MACOMB, IL — WIU graduate student Emmanuel Sanchez-Tovar (Applied Statistics and Decision Analytics, Department of Economics and Decision Sciences), of Costa Rica, received the FAMOUS (Funds for Astronomical Meetings: Outreach to Underrepresented Scientists) grant from the American Astronomical Society (AAS) to attend the 235th meeting of the society.
The meeting was held in Honolulu, HI, in early January. Sanchez-Tovar presented an e-Poster at the conference, which is a new poster format using large, tactile monitors. This technology allows researchers to include animations and dynamic graphs that would not be possible in regular posters. Sanchez-Tovar presented the research "Spectral Line Survey of Ionized Jet Candidates from Broadband VLA Observations." The work is supervised by Associate Professor of Physics Esteban Araya.
"Thanks to support from the National Science Foundation, we are investigating how very massive stars are forming, these are the stars that would later explode as a supernova," said Araya.
Sanchez-Tovar developed a computer program to extract information about molecular and atomic transitions otherwise overlooked in observations conducted with the Very Large Array (VLA), which is one of the most powerful radio telescopes in the world.
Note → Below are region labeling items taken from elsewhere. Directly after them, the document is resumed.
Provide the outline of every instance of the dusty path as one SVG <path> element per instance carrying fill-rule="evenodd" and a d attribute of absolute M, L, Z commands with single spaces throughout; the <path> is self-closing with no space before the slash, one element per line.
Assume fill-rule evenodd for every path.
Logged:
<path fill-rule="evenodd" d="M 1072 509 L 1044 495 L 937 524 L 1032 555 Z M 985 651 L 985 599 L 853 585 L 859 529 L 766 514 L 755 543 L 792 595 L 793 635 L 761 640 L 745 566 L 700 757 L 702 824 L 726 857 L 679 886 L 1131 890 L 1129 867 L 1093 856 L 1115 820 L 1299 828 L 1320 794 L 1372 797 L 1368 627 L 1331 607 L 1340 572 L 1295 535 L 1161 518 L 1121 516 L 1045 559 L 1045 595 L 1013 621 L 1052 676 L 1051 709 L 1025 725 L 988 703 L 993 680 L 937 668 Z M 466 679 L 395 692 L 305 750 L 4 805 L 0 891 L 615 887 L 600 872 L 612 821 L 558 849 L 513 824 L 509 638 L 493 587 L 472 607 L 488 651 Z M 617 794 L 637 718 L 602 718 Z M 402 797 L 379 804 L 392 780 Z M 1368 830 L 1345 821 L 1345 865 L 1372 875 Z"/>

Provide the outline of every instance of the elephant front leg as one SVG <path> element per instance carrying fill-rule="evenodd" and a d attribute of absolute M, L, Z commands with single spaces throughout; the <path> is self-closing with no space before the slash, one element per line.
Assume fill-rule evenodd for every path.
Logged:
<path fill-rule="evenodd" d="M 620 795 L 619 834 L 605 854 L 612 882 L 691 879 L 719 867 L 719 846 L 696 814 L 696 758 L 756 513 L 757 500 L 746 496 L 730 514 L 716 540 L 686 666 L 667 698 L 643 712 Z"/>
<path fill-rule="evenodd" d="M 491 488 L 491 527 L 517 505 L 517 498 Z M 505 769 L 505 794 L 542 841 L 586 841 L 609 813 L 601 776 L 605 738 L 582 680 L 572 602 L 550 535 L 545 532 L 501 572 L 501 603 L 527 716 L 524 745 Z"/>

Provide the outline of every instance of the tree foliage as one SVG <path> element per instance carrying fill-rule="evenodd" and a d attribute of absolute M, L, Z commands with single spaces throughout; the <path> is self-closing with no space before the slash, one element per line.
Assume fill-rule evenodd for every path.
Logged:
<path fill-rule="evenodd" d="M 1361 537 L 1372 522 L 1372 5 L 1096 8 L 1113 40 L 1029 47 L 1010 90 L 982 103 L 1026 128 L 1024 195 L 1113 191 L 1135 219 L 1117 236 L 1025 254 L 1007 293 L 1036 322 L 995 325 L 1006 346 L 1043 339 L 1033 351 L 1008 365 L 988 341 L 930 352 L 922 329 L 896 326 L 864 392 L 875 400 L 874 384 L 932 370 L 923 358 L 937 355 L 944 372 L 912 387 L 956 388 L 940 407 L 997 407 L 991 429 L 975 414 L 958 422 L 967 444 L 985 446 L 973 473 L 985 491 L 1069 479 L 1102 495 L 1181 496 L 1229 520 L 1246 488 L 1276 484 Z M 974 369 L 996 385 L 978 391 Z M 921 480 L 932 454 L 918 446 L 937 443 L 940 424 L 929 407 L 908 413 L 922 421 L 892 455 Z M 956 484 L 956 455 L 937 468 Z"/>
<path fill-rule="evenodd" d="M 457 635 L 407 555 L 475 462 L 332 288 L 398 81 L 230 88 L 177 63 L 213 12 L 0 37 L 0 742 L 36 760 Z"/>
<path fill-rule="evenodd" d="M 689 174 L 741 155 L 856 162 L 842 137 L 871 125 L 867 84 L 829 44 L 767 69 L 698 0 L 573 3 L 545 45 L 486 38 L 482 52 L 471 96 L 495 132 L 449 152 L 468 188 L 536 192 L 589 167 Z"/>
"In many projects, observations conducted with the VLA focus on the averaged microwave radiation, but within the data, there could be hidden signals from specific atomic and molecular species that can give us a new view into the nature of star formation," said Araya. "With the program created by Emmanuel, they can now uncover these hidden signals in observations previously conducted with the VLA."
In addition to the prestigious grant and scientific results, Sanchez-Tovar's experience exemplifies the interdisciplinary nature of research at the WIU Physics Department.
"Emmanuel is a student in the Applied Statistics and Decision Analytics MS program, and he is applying the skills he has learned to forefront research in astronomy," said Araya. "This work is a perfect example of the exciting opportunities for interdepartmental collaboration and student mentorship at WIU."
"The experience of traveling and being part of a conference with more than 3,000 people passionate about astrophysics was amazing," said Sanchez-Tovar. "In my first AAS meeting I was being able to make new friends and to learn about their research, goals, and adventures."
The WIU Astrophysics Research Laboratory is supported by a grant from the National Science Foundation (AST-1814063 in collaboration with AST-1814011), and computational resources donated by WIU Distinguished Alumnus Frank Rodeffer.